# Cumulative distribution function to obtain moments?

• Feb 18th 2013, 10:00 PM
Reefer
Cumulative distribution function to obtain moments?
I am given a continuous random variable F which is the sum of 3 exponential distributed random variables X, Y, and Z. The parameter of X is λ and the parameter for Y and Z is μ.

X, Y and X, Z are independent, and the correlation between Y and Z is B. I am told to obtain the first 2 moments of F. How would I go about solving this problem?

I know to find the moments for a random variable is E[x^n]=n!/
λ^n.

• Feb 19th 2013, 01:59 AM
chiro
Re: Cumulative distribution function to obtain moments?
Hey Reefer.

Hint: For this problem you will need to consider the co-variance term and how it relates to correlation.

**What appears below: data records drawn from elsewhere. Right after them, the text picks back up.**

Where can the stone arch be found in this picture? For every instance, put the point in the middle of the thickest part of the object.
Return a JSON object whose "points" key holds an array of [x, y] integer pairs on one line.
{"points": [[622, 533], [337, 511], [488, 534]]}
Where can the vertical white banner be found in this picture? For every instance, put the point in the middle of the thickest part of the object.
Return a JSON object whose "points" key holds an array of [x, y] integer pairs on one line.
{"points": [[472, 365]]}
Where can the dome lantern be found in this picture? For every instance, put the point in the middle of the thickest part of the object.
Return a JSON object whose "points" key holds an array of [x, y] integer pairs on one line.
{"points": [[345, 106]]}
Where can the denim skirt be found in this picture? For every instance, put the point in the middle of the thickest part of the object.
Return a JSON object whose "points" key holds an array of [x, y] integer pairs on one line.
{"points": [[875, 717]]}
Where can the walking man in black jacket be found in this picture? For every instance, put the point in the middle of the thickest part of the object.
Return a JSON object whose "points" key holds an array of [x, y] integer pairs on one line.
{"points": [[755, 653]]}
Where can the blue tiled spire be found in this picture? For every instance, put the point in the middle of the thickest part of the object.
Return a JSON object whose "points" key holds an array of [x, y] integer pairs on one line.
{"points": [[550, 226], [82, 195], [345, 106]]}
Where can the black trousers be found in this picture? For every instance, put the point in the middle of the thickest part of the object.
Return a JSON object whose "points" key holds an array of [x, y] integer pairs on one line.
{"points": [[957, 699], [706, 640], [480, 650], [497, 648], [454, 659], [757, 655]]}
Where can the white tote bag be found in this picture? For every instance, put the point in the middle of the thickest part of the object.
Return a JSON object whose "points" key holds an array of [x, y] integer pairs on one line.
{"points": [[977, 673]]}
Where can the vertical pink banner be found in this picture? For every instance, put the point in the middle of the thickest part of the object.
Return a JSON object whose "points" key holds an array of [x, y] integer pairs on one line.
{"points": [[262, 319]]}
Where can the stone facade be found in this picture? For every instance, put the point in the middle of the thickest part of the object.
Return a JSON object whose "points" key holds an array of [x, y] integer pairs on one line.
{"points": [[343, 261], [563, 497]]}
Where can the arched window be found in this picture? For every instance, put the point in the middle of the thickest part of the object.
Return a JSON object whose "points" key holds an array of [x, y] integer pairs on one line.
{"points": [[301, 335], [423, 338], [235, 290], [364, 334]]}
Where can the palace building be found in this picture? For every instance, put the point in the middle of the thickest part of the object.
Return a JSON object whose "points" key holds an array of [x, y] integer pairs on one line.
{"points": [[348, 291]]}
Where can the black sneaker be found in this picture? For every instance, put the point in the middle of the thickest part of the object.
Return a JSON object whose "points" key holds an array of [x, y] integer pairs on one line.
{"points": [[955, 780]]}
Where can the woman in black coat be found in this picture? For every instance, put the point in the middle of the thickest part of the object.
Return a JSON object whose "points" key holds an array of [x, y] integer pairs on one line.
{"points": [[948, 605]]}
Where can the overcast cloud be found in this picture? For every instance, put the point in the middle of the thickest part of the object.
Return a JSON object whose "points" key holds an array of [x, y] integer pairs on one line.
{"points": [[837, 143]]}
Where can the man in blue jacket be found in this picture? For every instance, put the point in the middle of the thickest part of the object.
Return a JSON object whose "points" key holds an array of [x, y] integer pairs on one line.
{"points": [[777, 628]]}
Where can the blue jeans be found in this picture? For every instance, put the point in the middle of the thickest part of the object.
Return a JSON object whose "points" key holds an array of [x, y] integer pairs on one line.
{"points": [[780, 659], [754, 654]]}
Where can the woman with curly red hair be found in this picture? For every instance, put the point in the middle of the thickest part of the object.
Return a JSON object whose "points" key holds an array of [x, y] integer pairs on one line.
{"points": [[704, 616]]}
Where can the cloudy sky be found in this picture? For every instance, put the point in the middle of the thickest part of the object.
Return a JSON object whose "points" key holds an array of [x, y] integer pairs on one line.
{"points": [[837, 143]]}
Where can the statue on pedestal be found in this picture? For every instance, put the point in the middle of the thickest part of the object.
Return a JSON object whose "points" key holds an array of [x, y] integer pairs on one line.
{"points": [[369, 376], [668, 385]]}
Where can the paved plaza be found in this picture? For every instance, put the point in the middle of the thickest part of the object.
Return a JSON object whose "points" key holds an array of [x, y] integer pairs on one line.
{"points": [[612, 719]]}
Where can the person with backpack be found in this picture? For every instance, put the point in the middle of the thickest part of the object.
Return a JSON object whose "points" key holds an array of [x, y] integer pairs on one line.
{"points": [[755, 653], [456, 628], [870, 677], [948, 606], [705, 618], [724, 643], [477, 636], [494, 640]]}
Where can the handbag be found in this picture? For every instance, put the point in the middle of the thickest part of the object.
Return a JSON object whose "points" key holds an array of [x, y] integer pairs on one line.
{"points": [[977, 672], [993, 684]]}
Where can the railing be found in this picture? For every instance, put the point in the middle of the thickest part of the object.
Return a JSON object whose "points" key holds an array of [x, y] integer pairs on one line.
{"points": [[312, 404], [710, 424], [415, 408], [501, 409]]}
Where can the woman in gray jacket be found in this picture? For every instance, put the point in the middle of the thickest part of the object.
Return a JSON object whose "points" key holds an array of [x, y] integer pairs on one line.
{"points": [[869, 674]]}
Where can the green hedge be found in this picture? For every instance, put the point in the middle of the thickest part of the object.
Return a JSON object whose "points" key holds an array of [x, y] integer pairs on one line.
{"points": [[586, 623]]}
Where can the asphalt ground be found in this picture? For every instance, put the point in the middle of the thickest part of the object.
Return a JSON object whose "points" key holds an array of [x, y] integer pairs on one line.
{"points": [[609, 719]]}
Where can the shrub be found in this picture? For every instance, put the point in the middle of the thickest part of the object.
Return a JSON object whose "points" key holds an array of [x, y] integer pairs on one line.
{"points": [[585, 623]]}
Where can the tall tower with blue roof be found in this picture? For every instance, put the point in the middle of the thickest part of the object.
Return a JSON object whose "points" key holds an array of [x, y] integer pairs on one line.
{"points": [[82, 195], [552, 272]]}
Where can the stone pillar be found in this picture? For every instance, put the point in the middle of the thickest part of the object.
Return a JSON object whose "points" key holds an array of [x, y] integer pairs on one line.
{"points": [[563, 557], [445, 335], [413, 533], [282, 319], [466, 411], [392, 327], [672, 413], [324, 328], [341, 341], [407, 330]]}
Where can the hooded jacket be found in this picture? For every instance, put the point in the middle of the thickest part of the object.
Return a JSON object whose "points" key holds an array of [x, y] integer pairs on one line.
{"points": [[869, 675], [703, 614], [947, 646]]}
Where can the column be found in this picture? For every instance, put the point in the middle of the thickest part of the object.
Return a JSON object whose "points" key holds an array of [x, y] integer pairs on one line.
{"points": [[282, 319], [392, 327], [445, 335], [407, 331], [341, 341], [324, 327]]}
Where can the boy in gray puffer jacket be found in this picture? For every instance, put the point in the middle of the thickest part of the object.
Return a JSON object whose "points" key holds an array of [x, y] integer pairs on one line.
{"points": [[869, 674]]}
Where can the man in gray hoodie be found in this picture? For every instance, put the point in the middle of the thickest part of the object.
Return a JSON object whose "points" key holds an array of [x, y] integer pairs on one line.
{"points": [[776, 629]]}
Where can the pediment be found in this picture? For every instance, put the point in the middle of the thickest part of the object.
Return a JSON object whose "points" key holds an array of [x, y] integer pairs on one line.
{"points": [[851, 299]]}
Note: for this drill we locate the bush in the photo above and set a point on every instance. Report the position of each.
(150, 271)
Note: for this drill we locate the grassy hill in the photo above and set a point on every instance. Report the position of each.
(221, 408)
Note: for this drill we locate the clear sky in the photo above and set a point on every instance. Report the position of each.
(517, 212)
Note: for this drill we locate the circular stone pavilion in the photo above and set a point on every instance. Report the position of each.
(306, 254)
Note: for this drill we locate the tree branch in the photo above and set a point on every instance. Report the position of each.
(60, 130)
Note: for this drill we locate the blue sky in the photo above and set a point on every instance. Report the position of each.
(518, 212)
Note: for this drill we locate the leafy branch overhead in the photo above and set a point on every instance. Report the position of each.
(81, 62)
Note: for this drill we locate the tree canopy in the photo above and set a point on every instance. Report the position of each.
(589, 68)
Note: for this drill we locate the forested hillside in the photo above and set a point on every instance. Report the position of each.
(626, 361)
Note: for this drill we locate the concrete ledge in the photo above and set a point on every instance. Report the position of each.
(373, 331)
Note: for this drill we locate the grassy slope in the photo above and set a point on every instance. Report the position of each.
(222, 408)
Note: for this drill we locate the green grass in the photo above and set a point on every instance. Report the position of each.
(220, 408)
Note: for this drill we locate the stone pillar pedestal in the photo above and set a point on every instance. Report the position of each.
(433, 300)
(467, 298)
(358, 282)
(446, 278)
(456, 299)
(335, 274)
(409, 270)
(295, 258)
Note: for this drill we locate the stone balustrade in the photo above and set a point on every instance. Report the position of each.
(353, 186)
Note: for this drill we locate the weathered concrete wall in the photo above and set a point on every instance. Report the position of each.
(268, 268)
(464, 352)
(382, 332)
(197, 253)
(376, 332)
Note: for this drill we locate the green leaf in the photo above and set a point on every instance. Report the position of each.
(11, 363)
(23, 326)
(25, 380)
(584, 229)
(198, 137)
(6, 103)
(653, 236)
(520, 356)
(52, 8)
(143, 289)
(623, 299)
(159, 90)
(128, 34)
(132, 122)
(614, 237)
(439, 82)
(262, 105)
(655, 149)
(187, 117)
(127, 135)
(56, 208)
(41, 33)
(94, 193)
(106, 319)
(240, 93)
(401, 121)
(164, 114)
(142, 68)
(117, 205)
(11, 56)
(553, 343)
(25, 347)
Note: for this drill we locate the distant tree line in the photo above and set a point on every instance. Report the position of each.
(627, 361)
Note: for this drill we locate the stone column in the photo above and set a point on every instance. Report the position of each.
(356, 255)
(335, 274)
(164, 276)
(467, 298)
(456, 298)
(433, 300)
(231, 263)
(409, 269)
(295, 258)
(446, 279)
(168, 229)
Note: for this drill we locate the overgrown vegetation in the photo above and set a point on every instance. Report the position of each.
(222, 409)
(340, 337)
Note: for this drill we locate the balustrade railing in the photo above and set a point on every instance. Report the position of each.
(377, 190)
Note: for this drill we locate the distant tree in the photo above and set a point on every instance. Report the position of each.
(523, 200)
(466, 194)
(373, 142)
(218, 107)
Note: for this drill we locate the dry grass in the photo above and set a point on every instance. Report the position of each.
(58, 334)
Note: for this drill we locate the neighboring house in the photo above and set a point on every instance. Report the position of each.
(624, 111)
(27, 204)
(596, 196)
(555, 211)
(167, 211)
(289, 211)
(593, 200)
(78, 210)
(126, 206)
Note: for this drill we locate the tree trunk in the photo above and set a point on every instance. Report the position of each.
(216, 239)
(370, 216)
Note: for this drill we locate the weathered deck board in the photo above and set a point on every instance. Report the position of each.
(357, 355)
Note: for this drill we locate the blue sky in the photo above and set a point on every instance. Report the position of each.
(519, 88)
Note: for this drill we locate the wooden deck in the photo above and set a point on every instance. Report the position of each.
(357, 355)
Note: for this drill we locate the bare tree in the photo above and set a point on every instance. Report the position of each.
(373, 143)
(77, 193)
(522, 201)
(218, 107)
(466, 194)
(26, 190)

Covariance and correlation - Wikipedia, the free encyclopedia

Once you link correlation to covariance use the fact that Var[X+Y] = Var[X] + Var[Y] + 2*Cov(X,Y)
• Feb 19th 2013, 01:25 PM
Reefer
Re: Cumulative distribution function to obtain moments?
Isn't correlation just the covariance divided by the standard deviation of both variables? How does this help me find the first 2 moments?
• Feb 19th 2013, 03:04 PM
chiro
Re: Cumulative distribution function to obtain moments?
The first moment is the mean and the second moment is E[X^2] which is Var[X] - E[X]^2, and for the correlated variable, this involves co-variance when you consider E[X+Y+Z] and E[(X+Y+Z)^2] (which are the first two standard moments).

Also you may want to point out if they are central moments with respect to the mean or not.
• Feb 19th 2013, 11:01 PM
Reefer
Re: Cumulative distribution function to obtain moments?
I'm not sure if I understand it fully.. but since Y and Z are of the same parameter, can't we say that Y+Z= 2Y?

Then from there we can find the moments to be E[X+2Y] and E[(X+2Y)^2]??
• Feb 20th 2013, 03:10 PM
chiro
Re: Cumulative distribution function to obtain moments?
Y equals Z only when they have a perfect correlation (i.e. correlation = 1) which is a very special case and not a general one.